Et tandis que tu rotes ton foie gras en attendant ta dinde
farcie (non pas la conne qui est assis près de toi) l’autre, celle qu’on a élevée
en batterie dans des usines à merdre…cette merdre que tu chieras, après avoir
arrosé ta bouffe avec du mauvais champagne et du mauvais vin…je ne sais quoi te
dire, vous êtes là, vous vous tenez chaud entre vous.
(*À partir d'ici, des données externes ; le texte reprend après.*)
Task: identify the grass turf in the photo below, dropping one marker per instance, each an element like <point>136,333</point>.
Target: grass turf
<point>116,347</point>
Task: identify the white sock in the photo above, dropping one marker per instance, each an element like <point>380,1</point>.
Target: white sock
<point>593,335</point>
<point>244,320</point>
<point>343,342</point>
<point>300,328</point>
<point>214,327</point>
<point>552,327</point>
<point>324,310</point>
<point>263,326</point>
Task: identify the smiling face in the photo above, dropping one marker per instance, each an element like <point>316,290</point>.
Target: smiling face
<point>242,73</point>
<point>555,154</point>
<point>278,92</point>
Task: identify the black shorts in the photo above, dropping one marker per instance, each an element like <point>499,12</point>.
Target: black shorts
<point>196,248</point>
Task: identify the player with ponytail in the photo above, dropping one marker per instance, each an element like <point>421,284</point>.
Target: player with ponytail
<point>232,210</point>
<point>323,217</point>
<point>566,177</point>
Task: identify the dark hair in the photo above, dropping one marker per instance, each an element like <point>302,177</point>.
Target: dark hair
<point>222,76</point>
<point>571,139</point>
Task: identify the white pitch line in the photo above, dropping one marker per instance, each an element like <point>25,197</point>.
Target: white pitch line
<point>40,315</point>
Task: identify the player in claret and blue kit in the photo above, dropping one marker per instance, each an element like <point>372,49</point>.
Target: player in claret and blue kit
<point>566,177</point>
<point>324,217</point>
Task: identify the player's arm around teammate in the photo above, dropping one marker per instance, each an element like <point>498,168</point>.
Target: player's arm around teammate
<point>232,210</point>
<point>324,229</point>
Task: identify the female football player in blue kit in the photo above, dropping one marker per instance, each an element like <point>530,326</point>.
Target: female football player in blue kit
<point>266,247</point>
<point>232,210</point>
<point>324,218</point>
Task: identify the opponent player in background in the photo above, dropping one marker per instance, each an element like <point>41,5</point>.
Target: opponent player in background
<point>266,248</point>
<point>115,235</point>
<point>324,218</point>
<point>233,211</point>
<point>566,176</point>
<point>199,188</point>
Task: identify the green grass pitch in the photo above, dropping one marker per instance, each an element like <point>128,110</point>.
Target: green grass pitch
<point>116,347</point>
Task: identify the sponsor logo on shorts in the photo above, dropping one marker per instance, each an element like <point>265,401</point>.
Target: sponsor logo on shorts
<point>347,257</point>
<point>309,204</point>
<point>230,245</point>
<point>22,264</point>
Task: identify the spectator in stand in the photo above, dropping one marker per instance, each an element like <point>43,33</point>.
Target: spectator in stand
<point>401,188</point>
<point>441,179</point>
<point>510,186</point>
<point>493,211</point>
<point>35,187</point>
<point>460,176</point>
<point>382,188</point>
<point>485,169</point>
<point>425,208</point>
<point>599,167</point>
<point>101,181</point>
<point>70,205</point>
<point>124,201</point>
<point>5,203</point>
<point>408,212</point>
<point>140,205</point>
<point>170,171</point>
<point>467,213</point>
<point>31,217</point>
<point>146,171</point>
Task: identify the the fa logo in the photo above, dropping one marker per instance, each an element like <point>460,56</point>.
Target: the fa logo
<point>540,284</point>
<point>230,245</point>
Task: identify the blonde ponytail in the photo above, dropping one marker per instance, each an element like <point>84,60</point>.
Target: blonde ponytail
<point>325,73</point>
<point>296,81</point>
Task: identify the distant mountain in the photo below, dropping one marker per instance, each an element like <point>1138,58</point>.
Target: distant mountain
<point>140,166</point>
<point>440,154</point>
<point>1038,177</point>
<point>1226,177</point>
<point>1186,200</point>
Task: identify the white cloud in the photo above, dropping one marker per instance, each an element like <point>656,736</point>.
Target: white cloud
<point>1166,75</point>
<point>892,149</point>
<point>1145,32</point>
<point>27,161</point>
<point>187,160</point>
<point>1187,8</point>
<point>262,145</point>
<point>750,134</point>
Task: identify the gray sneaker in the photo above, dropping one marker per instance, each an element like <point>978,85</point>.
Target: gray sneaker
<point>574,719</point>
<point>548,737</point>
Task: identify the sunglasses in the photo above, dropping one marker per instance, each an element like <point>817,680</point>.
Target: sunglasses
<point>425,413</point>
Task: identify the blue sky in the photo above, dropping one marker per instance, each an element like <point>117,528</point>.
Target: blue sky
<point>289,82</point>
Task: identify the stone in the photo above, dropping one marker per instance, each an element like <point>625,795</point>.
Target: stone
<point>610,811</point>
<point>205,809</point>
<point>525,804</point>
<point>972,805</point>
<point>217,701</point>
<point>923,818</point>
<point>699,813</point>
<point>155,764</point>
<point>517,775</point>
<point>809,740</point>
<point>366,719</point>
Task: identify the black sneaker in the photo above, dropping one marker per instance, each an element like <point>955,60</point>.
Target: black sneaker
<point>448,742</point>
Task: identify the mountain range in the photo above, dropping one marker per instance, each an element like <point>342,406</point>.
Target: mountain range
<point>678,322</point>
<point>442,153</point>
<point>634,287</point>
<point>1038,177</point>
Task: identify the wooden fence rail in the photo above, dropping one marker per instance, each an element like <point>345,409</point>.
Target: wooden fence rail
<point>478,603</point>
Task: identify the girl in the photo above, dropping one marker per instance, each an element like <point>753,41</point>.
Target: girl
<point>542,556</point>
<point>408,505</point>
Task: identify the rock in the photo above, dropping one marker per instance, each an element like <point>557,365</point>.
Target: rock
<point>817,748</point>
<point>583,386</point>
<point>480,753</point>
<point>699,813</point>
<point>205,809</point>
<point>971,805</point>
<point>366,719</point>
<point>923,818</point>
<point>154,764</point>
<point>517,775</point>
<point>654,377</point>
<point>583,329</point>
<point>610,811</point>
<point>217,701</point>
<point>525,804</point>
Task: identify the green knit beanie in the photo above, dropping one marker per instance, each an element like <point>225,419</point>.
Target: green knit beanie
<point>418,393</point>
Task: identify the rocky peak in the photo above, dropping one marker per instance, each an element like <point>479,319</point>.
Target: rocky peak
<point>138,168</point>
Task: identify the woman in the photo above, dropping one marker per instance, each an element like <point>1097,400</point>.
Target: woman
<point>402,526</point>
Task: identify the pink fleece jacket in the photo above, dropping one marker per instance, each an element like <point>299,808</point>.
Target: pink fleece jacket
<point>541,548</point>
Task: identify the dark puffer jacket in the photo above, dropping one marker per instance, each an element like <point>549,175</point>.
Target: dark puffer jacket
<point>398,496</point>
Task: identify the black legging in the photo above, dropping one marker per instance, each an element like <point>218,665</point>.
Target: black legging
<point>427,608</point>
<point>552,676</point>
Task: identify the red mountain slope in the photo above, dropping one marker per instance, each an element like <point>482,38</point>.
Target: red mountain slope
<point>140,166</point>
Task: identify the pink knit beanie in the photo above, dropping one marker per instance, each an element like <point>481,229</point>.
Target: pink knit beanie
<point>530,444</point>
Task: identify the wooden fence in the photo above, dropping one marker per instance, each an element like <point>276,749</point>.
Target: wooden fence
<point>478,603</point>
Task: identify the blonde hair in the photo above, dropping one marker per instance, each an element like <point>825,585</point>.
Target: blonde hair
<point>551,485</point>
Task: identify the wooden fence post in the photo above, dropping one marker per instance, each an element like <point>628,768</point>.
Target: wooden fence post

Le pire moment de l’année,
certains le disent, je ne leurs donne pas tord. Il me faut une conclusion à ce jaculatoire
propos.
Consommes les jouets que des ouvriers fabriquent dans des
pays lointain, consommes ton foie gras en oubliant la souffrance et le silence
des bêtes que l’on gave à en crever. Oublie pour un temps que tu es gouverné
par un dictateur imbécile et suffisant, une horde de ploutocrate qui te
saigneront et qui te saigne encore, toi, tes parents et tes grands parents, toi
arrière petit-fils de serf, servile, jusque dans les recoins de ta petite cervelle. Festoie
donc imbécile.
Je fais ce que je peux mais je le fais, dit Fernand en poussant sa brouette. Dans ce cadre, ma contribution que je sais modeste mais que je souhaite juste, s’appliquera ici à débusquer les vieilles anguilles, les petits larcins, les grosses farces des pieds nickelés de la parole enjôleuse et du concept taquin.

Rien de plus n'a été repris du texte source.